# VBForums UtilityBank > UtilityBank - Utilities >  Yet another screen shot utility

## Pamkkkkk

Clippings.NET 0.14 (now gamma)

Feature List:

Internationalization support (multilanguage) . 
(Il send you the English File, you can Translate it and i put it into the App)
At this time English and german are supported.

Rectangle-area image capture from the screen with Clipping Tool.
User defined application hot keys.
All captured images are (automatically or manually) saved into the user defined folder or clipboard.
Will capture transparent images from the screen. (by using the SCapture Class from VBDT)
Can save the image in many image formats.
Can capture a screen image with or without the cursor included 
Multimonitor support make shots of a selected monitor or of full screen (all monitors)

Capture menus, tooltips (popups) and other interactive effects that applications may produce without complicate Timer schots.

Workflow like "Techsmith Snagit"
Snap -> Repaint/comment -> save.
My Intension was to send the Snapped Images automatical to Paint.NET.(because it is free)
MSPaint and Paint.NET have build in presettings.

Can send the Snapshots to almost every Application (by given Path or clicked Window with Application Hotkeys eg CTRL+V).

Save and reload the settings for every user seperatly.

*Updated to 0.11 added the Manual !*

Manual is added (still beta)

*Updated to 0.14* 

Setup Created (EN manual include)

Fixed some minor bugs
Paint.NET support improved
German manual added (ClippingsDotNET_DE.pdf, copy it to the DOC folder !)
English manual improved
Reported Paint.NET bug removed (hope so ...)


*License :*

Everyone is permitted to copy and use Clippings.NET application freely for their needs.
Clippings.NET is free of charge for Private or Professional (in bussines) use !
The only restriction is that Clippings.NET as an entirety must not be an item for sell.
It is free to include Clippings.NET onto Computermagzines or other spreadings by naming this sourcepoint (URL).

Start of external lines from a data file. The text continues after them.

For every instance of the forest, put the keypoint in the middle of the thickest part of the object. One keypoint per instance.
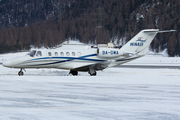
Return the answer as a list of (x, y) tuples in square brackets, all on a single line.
[(48, 23)]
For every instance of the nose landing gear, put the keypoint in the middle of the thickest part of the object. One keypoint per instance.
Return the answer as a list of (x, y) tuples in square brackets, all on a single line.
[(21, 73)]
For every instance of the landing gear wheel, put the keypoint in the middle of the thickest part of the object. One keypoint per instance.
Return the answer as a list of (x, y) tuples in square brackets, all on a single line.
[(20, 73), (74, 73), (93, 74)]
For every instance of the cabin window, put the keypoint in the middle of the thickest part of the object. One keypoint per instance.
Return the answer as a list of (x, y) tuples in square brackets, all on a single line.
[(49, 53), (32, 53), (62, 54), (79, 53), (39, 53), (67, 53), (73, 54), (56, 53)]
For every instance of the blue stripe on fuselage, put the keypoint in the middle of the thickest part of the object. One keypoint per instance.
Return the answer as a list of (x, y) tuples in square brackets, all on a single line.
[(68, 59)]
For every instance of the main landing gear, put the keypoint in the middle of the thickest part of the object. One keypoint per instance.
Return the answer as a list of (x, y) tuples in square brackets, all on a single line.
[(74, 73), (21, 73), (92, 72)]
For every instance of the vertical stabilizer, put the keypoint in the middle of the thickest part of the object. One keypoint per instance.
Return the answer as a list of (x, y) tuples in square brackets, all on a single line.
[(140, 42)]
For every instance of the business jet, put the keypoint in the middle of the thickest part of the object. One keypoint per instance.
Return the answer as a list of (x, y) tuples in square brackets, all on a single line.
[(87, 60)]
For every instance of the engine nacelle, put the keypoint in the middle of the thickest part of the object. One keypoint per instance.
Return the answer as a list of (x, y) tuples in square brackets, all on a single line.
[(108, 52)]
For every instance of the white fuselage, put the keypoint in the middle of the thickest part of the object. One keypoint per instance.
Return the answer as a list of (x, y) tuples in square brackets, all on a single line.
[(68, 59)]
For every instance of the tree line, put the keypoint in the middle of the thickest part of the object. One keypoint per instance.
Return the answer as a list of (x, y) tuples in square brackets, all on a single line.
[(99, 21)]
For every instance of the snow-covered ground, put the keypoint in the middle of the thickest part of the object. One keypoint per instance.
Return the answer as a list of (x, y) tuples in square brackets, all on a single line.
[(114, 94)]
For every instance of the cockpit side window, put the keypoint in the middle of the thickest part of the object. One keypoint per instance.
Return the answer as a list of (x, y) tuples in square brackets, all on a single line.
[(39, 53), (49, 53), (32, 53)]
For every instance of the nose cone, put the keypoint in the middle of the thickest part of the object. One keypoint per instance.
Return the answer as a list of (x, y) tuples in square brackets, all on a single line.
[(7, 64)]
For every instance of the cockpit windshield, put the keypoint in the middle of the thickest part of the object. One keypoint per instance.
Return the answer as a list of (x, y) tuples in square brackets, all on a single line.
[(32, 53)]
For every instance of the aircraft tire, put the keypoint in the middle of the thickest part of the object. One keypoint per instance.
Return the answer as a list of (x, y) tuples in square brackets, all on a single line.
[(20, 73), (74, 73), (93, 74)]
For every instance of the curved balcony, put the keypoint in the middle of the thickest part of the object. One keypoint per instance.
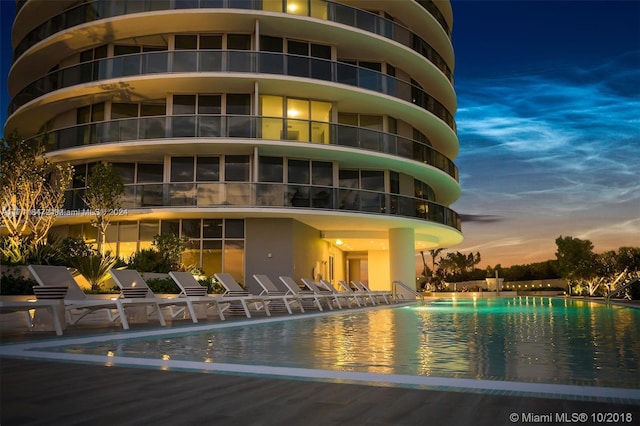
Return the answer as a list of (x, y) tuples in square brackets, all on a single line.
[(433, 10), (231, 61), (321, 9), (276, 195), (246, 127)]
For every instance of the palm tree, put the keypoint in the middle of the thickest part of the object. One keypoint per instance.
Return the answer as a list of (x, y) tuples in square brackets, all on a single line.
[(95, 268)]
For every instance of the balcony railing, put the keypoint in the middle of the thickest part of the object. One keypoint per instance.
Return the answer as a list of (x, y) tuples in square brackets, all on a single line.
[(231, 61), (243, 126), (326, 10), (276, 195)]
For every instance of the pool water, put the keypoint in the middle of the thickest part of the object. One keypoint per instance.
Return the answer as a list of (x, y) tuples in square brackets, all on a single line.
[(524, 339)]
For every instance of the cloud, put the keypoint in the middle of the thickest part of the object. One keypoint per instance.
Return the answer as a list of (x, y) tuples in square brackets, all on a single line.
[(556, 150), (480, 218), (571, 135)]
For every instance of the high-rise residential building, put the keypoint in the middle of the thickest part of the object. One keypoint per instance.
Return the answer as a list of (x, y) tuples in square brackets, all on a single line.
[(308, 138)]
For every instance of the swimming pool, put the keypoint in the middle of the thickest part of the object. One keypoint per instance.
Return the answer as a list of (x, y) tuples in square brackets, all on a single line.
[(550, 345)]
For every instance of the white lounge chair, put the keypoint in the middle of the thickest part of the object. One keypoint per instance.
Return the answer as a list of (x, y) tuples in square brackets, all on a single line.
[(235, 293), (330, 297), (359, 297), (270, 289), (51, 305), (135, 291), (312, 299), (197, 293), (348, 297), (76, 303)]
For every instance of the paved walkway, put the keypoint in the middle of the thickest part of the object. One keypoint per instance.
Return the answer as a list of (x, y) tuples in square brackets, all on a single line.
[(49, 393), (58, 393)]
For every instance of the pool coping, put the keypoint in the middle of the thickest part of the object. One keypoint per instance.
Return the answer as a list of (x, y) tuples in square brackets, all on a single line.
[(36, 350)]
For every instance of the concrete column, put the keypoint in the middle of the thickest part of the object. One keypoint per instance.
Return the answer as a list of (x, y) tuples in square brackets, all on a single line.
[(402, 258)]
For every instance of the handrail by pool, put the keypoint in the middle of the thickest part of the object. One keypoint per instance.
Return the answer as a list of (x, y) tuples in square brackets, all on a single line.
[(607, 298), (394, 287)]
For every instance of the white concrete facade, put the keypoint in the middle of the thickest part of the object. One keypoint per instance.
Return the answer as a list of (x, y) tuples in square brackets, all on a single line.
[(280, 137)]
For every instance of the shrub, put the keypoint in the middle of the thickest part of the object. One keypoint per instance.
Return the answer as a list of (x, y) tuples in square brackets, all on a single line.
[(149, 260), (16, 285), (95, 268), (163, 285)]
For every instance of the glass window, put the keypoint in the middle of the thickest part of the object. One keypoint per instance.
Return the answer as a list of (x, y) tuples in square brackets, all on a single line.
[(86, 55), (147, 230), (207, 169), (271, 44), (298, 48), (186, 41), (191, 228), (182, 169), (394, 182), (234, 228), (349, 119), (212, 228), (127, 239), (270, 169), (170, 227), (298, 171), (234, 259), (150, 173), (372, 180), (211, 42), (322, 173), (123, 110), (239, 42), (321, 51), (238, 104), (209, 104), (184, 104), (349, 179), (149, 110), (79, 176), (83, 115), (119, 50), (375, 66), (191, 256), (371, 122), (236, 168), (97, 112), (127, 171), (211, 256)]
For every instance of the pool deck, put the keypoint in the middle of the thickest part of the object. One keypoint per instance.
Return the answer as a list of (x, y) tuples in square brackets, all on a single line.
[(35, 392)]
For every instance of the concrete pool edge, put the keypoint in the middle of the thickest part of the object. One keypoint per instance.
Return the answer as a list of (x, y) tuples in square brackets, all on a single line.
[(37, 350)]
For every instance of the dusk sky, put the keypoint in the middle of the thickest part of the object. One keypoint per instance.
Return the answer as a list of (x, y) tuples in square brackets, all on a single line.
[(548, 121)]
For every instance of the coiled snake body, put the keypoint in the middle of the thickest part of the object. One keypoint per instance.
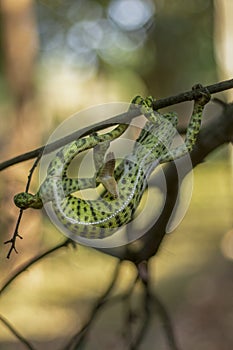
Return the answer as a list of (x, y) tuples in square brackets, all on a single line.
[(124, 185)]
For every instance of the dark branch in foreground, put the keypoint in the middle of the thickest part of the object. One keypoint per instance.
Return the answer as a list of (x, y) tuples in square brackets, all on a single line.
[(213, 135), (123, 118), (16, 333)]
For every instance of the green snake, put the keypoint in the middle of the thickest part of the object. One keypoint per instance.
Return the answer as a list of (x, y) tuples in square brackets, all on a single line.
[(125, 184)]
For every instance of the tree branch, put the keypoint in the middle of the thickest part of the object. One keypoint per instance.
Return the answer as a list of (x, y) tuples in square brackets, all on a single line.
[(213, 135), (123, 118), (16, 333)]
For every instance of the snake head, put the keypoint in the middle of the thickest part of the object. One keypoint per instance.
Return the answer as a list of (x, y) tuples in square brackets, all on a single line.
[(25, 200)]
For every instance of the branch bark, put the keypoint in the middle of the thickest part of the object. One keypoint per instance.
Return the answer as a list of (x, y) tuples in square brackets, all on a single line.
[(123, 118), (213, 135)]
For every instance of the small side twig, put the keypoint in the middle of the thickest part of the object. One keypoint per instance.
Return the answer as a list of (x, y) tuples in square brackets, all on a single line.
[(16, 333), (16, 234)]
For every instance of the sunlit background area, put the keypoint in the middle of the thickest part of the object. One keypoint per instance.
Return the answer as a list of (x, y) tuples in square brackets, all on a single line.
[(60, 57)]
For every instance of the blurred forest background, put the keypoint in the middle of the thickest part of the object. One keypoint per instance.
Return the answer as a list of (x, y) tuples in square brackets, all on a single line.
[(58, 57)]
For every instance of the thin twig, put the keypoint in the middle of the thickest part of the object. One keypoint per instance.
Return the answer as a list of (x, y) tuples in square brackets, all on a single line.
[(16, 234), (16, 333), (123, 118), (167, 323), (32, 261), (79, 338)]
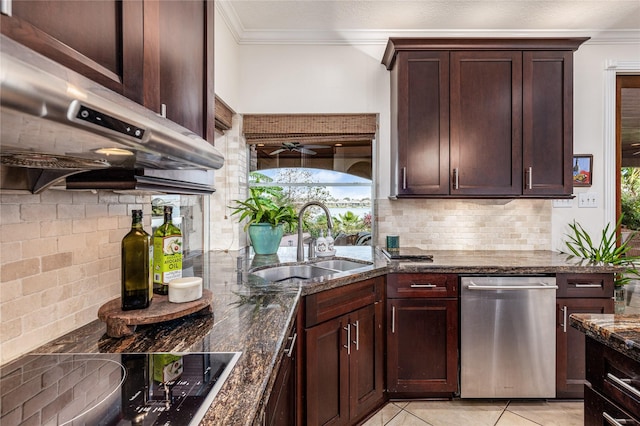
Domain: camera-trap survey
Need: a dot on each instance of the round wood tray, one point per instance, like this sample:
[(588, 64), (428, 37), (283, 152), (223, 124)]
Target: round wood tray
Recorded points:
[(123, 323)]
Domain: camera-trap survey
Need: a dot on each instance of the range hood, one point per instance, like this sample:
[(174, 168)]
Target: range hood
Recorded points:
[(62, 130)]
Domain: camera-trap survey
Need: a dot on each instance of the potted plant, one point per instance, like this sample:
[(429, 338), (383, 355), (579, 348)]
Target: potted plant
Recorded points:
[(267, 217), (612, 249)]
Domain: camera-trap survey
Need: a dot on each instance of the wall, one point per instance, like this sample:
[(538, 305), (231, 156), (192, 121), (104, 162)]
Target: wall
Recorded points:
[(322, 78)]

By installing and using the application you agree that the author of this application is not responsible for any damages that the application may cause to you

Please Report Bugs !

*** Attachments removed - they were kicking off a security issue ***

----------


## Alexion

Hi,

Great utility  :Smilie: 

Still one question:
- recently we started using Google Wave (also great app)
- normaly I can ctrl+v copy th eclipboard into an email message
- pictures in google wave have to come from a file (dragging it into a Wave)
- is it possible to use Yassu for this?
- can you make it work?

----------


## Alexion

Hi,

Can you send me the English text files? I'll have a go on the Dutch translation  :Thumb:

----------


## ColaCola

Could you send me the english file? I'll make you an italian translation right away! :big yellow:

----------